Ghost Recon: Wildlands to kolejna produkcja, która chce wykorzystać modę na sandboks. Warto zauważyć, że gra nie jest utożsamiana tylko i wyłącznie z kooperacyjną zabawą. Developer chce nam zaoferować swobodę – możliwość działania na własny rachunek. Możemy wypełniać jakieś misje jako samotny wilk, a następnie wrócić do zespołu z nowymi doświadczeniami. Oczywiście czteroosobowy co-op jest ważny, ale nikt nie wciska go nam na siłę.
Gracz musi przeanalizować pewne fakty. Musi mieć pewność, że może odłączyć się od teamu w danym momencie. Rzecz jasna chodzi tu o odpowiednie zaplanowanie naszych działań. Wszak pozostaje jeszcze kwestia powrotu do drużyny przed atakiem AI. To taki przykład...
Zawsze otrzymujemy szansę prowadzenia eksploracji terenu. Aczkolwiek działania oponenta mogą nas zmusić do skorzystania z mechaniki kooperacyjnej. Poziom wyzwania nie zostanie przeskalowany – dopasowany do samotnej wędrówki.

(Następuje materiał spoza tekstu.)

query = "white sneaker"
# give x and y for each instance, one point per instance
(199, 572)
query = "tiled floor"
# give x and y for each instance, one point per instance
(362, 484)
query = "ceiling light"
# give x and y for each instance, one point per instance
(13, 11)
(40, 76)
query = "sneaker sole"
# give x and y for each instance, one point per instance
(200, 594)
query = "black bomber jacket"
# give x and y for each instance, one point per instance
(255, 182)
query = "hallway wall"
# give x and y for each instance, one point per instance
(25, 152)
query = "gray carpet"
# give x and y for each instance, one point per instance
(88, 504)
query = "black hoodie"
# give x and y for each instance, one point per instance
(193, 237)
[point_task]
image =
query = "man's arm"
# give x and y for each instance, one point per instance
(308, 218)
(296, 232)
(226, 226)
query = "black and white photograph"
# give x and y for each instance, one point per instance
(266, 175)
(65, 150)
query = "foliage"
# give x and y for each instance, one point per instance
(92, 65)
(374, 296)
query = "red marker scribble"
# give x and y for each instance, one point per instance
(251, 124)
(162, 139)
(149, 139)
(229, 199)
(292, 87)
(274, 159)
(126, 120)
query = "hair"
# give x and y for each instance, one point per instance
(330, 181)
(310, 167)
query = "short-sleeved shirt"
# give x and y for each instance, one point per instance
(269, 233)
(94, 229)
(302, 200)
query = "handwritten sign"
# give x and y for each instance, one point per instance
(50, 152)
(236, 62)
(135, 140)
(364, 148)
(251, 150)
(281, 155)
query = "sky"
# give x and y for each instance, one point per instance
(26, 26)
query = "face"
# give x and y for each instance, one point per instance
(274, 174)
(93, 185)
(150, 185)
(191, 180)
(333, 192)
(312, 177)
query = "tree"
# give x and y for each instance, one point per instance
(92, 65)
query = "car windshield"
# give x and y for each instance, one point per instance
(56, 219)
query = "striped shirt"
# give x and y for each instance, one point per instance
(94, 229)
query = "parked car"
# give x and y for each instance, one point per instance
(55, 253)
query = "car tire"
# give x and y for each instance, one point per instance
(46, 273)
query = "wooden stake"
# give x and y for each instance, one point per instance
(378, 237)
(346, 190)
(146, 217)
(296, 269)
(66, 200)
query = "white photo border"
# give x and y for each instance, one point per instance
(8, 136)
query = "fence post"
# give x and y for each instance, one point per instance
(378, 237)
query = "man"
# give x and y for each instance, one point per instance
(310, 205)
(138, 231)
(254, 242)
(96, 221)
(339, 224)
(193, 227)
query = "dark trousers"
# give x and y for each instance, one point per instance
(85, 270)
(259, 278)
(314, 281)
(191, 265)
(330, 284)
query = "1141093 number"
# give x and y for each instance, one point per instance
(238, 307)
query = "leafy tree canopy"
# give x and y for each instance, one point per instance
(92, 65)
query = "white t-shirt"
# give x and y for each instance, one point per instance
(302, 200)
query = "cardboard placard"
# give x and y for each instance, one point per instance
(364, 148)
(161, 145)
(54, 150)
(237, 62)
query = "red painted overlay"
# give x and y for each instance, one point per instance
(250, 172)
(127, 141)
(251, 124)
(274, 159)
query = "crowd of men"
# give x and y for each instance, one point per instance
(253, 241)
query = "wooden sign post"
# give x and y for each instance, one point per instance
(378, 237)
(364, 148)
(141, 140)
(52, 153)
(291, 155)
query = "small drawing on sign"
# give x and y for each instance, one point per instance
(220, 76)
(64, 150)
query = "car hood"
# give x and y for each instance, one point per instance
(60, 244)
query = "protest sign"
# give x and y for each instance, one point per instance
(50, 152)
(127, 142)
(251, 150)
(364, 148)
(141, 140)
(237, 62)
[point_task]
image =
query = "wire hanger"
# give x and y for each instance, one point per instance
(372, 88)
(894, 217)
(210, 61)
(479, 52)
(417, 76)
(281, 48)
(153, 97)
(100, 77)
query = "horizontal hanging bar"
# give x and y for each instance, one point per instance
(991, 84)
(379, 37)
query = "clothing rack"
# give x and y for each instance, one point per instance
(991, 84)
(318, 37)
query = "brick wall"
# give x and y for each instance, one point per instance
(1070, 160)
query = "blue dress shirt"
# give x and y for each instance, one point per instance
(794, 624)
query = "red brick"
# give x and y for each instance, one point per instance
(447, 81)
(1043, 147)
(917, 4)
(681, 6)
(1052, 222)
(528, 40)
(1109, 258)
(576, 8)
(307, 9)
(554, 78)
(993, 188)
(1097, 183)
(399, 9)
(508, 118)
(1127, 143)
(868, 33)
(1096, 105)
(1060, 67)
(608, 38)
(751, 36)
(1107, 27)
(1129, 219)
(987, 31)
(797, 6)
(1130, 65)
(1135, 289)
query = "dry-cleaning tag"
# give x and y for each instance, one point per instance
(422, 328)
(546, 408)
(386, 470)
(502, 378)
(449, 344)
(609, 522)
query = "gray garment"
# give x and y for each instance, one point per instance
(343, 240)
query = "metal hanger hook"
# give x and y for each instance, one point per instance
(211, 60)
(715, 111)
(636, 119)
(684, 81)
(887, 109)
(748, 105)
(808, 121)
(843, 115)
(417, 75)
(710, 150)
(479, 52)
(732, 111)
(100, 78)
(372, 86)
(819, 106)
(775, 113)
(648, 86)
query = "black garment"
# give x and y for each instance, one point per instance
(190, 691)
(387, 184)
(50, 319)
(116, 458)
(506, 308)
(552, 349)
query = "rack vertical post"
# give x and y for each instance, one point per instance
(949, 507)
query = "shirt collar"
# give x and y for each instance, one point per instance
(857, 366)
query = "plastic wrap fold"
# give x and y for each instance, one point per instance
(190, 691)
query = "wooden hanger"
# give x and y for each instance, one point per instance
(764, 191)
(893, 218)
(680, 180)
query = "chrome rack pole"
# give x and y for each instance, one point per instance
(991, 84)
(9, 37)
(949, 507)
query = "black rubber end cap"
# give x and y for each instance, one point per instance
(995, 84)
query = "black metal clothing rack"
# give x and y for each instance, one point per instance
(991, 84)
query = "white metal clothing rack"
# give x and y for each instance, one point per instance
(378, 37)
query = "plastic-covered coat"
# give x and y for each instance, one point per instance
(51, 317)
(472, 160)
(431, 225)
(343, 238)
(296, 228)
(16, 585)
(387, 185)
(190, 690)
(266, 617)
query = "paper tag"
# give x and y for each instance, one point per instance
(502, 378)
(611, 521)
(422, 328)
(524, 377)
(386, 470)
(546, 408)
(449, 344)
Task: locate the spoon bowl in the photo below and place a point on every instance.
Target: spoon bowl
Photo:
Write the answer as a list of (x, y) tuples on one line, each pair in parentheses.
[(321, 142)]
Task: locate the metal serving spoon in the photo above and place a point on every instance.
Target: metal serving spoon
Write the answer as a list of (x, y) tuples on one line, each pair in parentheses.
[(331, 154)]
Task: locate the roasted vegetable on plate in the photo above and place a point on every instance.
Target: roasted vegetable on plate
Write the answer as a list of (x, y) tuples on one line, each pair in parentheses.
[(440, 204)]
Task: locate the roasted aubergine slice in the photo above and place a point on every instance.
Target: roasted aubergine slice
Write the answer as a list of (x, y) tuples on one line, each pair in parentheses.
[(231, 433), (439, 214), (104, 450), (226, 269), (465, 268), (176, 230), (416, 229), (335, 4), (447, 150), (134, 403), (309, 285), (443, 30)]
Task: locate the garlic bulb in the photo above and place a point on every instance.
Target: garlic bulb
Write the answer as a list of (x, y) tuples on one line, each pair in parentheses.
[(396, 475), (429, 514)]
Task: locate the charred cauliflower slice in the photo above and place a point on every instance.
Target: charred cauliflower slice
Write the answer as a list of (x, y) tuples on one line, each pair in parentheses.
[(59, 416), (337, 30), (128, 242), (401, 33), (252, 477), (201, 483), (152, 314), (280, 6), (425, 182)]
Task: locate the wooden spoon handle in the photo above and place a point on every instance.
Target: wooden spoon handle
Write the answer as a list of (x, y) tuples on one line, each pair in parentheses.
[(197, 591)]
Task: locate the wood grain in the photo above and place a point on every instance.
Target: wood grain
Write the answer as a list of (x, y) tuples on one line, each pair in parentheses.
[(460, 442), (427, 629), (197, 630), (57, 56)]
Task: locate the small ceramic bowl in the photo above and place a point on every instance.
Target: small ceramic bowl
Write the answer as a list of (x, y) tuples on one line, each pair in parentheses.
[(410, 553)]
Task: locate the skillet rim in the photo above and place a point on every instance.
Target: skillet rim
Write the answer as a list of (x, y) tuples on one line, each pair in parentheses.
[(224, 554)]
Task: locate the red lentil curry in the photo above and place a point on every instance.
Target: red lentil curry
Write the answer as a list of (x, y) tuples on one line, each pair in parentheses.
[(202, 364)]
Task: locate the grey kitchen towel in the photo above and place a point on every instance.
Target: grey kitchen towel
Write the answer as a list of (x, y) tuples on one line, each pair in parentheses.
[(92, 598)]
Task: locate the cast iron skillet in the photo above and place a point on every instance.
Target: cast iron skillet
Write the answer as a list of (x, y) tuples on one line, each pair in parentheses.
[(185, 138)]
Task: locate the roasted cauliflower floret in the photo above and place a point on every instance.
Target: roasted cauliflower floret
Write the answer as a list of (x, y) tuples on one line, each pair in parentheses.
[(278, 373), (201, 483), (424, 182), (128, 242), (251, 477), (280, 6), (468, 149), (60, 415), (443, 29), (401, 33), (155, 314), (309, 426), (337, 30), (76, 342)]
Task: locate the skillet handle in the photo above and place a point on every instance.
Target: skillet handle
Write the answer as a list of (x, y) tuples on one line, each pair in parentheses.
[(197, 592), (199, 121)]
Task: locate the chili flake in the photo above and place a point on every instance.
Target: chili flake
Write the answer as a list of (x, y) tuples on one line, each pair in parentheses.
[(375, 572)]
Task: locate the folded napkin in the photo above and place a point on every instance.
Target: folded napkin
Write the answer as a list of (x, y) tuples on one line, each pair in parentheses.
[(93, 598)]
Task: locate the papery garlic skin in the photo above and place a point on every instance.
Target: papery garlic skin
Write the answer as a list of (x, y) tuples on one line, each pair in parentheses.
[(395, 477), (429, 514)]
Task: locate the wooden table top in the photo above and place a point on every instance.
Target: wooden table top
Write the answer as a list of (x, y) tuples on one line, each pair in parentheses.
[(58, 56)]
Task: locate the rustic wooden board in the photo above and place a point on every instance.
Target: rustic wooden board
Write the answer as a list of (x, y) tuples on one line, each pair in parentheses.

Dodatkowo nasze indywidualne akcje mogą negatywnie wpływać na resztę zespołu - Eric Couzian (Creative Director) zwraca uwagę na kwestię znaczącego osłabienia drużyny. Trzech ludzi musi poradzić sobie z misjami, jakie przewidziano dla czterech postaci. Co więcej, w dziele studia Ubisoft Paris warto postawić na dobrą komunikację i taktyczne zachowanie. Każdy gracz powinien wypełniać jakąś rolę.